Our experienced migration team needs to study actual data held in the customers production database to determine the best data type mapping. Examples of mapping challenges include the Oracle NUMBER and DATE types which are quite different in SQL Server. In SSMA you can modify the default mapping of types and chose among alternatives.

The default transaction model in SQL Server is autocommit, but if you need to be able to commit and rollback explicitly, you need to change SQL Servers explicit transaction mode. In our case, the dbapi layer wanted to explicitly control what is under a single transaction and not delegate this to the database.

There are differences in trigger handling and Oracle, for example, allows multiple INSTEAD OF triggers while SQL has only one and Oracle has a BEFORE trigger which SQL Server does not.

This application relies on the storage of tree structures and therefore in Oracle use the CONNECT BY clause which looks very different in SQL Server as Recursive Common Table Expression (CTE). Mostly this impacts the look of the code, but in some cases, there can be performance differences as well.

Application Conversion Issues

The application’s dbapi layer operates in part as a query constructor where clauses are layered on incrementally. One challenge was binding of parameters which is handled differently in OCI, which relied on names, and ODBC which relied on position.

Another major challenge was teasing out the intent behind every use of cursors which created problems due to their different semantic nature in Oracle and SQL Server.
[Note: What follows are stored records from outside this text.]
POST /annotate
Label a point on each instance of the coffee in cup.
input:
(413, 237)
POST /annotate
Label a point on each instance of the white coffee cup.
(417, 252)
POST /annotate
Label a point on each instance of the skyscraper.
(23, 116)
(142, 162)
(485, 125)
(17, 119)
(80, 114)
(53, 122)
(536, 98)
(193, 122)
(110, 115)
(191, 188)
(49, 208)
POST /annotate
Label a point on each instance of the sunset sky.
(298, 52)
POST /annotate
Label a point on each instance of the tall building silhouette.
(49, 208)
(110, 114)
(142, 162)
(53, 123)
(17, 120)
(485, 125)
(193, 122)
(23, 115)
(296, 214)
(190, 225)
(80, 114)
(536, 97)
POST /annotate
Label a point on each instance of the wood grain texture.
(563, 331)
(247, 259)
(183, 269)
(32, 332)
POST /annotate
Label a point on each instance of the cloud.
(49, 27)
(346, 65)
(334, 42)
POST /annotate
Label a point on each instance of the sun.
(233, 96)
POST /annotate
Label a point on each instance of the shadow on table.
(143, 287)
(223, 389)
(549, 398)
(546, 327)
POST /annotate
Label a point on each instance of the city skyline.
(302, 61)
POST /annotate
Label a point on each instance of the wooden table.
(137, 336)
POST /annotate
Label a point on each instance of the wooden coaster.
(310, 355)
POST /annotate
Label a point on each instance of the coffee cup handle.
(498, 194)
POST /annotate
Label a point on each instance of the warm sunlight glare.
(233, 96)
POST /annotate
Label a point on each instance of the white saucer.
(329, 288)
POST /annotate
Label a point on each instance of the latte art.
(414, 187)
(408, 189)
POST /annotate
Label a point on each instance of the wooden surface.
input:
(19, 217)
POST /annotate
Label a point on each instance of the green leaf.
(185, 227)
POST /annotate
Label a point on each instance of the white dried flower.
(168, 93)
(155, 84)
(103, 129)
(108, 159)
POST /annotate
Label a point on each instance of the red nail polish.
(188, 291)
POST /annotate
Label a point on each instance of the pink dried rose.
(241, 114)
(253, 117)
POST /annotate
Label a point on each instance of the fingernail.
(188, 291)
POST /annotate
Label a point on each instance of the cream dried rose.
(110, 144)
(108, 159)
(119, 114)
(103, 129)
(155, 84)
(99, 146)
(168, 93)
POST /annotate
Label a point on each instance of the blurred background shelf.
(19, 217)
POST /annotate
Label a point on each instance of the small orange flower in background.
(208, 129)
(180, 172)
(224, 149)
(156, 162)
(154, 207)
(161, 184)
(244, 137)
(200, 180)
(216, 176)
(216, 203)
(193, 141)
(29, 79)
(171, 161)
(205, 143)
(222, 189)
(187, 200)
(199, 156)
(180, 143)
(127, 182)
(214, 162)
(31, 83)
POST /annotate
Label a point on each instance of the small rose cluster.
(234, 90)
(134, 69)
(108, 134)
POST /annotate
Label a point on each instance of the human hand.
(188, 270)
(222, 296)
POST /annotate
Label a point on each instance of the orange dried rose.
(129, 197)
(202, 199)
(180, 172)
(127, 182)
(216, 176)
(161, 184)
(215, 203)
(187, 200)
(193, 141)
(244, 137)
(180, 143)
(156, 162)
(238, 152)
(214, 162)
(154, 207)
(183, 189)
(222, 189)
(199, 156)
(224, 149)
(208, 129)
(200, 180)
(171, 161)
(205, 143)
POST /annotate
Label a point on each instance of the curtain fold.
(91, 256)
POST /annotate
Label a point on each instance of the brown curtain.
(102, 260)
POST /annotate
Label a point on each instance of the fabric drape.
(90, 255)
During the conversion of the dbapi layer, we retained the functionality of calling through to Oracle and instituted a detailed logging infrastructure. This allowed us to compare precisely what was passed on to Oracle through OCI and what was being passed through to SQL Server through ODBC. This greatly improved the quality of unit testing.

Conclusion

While it may seem daunting to change a large C++ application from using OCI on Oracle to ODBC on SQL Server, it is worth while, and very doable. After this successful modernization from Oracle to SQL Server, the customer can now supply this design software application in one tidy package with only Microsoft product dependencies for operations and data analysis.